Met ondersteuning van de EU startte de gemeente het in Duitsland unieke pilotproject en bouwde in de vroegere schooltuin een groot bijenkijkhuis, waar inmiddels negen bijenvolken in huizen.

Het voormalige schoolgebouw is sinds zomer 2013 in gebruik voor de belevenis-imkerij, (imker)opleidingen en lezingen. Bovendien is er een bijen-belevenispad met twaalf informatiepunten en een bijenkinderspeelplaats aangelegd.

Erlebnisimkerei met Bienenhaus
Hauptstr. 66, 87637 Seeg

www.honigdorf-seeg.de

Openingstijden: van midden april tot eind oktober donderdags en zondags van 14 – 17 uur en op afspraak.

Rondleidingen met proeverij in het seizoen op donderdag 15 uur na telefonische aanmelding bij de Tourist-Information Seeg (+49(0)8364/9830-33).

Entreeprijs incl. rondleiding voor volwassenen € 5,40, kinderen (tot 12 jaar) € 3,40.

In de winkel verkopen de leden van de imkersvereniging eigen honingprodukten.

Edelke Christiansen is verantwoordelijk voor de informatie rond gezondheid en imkerij.

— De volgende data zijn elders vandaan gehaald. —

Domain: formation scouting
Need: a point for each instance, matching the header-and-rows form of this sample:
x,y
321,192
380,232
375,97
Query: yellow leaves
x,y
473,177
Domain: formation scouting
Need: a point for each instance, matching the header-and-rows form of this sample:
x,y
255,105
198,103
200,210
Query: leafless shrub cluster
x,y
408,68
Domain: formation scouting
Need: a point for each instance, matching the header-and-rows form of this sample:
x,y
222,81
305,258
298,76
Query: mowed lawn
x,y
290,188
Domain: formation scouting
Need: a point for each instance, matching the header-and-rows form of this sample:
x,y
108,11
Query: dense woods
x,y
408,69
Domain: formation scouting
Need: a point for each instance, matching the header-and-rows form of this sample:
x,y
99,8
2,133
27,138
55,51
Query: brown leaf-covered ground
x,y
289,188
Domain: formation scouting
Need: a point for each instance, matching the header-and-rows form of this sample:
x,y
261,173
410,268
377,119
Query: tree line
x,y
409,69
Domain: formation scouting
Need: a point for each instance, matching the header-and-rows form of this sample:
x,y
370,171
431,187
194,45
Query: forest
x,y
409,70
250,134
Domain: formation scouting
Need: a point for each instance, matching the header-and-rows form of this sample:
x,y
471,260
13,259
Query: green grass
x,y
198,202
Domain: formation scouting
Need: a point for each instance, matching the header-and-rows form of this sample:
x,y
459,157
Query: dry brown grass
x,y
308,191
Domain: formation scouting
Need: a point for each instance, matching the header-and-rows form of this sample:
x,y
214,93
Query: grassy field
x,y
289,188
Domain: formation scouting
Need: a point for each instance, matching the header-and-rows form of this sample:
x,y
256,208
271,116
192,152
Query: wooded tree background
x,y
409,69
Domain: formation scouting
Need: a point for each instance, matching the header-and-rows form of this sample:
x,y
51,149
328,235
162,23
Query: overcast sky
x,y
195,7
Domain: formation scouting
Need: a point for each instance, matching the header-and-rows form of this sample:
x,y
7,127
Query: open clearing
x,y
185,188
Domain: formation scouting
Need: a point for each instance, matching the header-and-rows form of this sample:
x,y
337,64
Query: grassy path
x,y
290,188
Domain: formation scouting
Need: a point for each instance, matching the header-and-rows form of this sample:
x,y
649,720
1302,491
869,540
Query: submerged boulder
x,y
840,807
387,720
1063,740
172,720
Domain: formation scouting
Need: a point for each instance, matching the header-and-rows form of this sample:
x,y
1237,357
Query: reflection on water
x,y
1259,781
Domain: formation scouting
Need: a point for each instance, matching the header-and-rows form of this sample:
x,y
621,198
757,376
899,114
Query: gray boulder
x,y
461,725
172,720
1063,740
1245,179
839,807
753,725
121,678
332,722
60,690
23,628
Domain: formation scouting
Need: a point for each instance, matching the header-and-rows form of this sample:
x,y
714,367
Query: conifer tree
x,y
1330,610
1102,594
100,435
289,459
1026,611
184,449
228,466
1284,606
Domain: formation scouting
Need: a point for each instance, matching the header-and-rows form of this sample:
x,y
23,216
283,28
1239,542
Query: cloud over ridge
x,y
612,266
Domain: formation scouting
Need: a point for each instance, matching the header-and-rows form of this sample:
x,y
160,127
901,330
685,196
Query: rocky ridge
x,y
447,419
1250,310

Overnachting in het Honinghotel

Landhotel Seeg, Wiesleutener Str. 9, 87637 Seeg

Telefoon +49(0)8364/880

www.landhotel-seeg.de

Het hotel serveert gerechten en drank met honing en verkoopt honing en honingproducten en heeft in het wellness-aanbod o.a. honingmassages.

Prijzen in het hoofdseizoen per nacht, incl. ontbijt voor een eenpersoonskamer vanaf € 79 en een tweepersoonskamer vanaf € 99.